I've had holds use public testing (Curiosity, The 'Neatherhood) and private testing (3 in 1, DRO, Beethro Budkin's Big Burrito Butt Blast), but note that those last two involved me making a public post in
this thread on Architecture for testers. Neither method has really resulted in getting more testers and in practice the quality of the feedback ends up being solely on how lucky you get in getting someone who's willing to spend the time to provide through feedback. One good tester can easily outshine the sum of everybody else who tests.
Given that DROD is a hobby most people simply haven't got the time. I myself am guilty of this, ideally I would play more holds in Architecture and provide feedback, but I don't, because I haven't got the time (but on the plus side I'm an HA now so I'll likely end up playing it before release anyway, but not with the aim of providing any feedback for the author). The problem with hoping for the wisdom of the crowd to come along and help make your hold better is that there usually is no crowd until the hold is published.

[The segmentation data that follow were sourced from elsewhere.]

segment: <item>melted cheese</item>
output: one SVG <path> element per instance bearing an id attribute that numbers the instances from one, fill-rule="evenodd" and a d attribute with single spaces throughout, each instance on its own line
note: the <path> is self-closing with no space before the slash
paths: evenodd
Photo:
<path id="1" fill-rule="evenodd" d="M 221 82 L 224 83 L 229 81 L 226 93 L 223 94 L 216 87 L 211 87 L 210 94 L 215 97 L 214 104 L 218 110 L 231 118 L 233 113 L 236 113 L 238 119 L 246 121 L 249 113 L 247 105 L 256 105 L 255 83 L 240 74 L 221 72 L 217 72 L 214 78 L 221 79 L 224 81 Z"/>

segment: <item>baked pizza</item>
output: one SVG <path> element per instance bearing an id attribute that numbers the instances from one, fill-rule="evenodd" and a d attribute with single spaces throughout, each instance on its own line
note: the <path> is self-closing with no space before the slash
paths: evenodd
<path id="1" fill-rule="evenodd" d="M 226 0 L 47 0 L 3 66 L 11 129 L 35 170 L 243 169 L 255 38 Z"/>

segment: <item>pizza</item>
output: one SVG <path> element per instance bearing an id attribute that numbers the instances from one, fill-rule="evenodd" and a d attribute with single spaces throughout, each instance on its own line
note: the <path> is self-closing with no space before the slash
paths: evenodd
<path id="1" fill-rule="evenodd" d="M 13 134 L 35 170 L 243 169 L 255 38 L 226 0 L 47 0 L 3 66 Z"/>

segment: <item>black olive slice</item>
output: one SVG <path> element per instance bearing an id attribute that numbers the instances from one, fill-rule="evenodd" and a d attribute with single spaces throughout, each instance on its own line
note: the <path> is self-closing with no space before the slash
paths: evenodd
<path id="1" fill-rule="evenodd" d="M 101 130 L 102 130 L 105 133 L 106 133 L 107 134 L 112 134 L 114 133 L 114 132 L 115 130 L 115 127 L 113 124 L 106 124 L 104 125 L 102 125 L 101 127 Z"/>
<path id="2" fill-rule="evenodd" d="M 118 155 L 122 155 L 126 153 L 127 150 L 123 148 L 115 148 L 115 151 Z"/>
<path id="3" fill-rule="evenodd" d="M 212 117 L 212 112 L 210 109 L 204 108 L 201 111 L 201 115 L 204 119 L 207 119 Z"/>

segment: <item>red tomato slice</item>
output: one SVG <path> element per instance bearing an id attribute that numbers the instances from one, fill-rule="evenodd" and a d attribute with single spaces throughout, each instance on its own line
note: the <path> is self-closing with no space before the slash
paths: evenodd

What testing tends to be very useful for in practice is catching the more obvious unintended solutions. You should generally have at bare minimum one other person play through your work before release to catch these because as the author you tend to become blind to alternative solutions because you're too focussed on the way the room is supposed to work. For this, using a private beta board is
significantly more useful because of the way it automatically uploads a room demo when someone who has C-Net active solves it, because many times I've spotted some use an unintended solution for part of the room and not report it because they weren't even aware that it was unintended. When using public beta testing, people don't always post demos.
If you're looking to make your holds better and the rooms more enjoyable, then based on my own experience, the best thing to do is to make a variety of stuff, release it, and see how people react, both in terms of the anonymous score ratings and the comments in the threads. If you want to get experimental, make your hold short so you can more easily and quickly publish it to get an idea for how people feel about it. If you really want to maximise feedback, then I recommend intentionally making something on the easy side, as I've seen that people are far more likely to play it and comment on it if they can actually manage to beat it. In general people only have limited time and if they can't get past a room or two after a certain short length of time, the feedback ends there. Rather than ask for hints, they will instead feel that their skill is not enough and they are not the right audience, and just not say anything.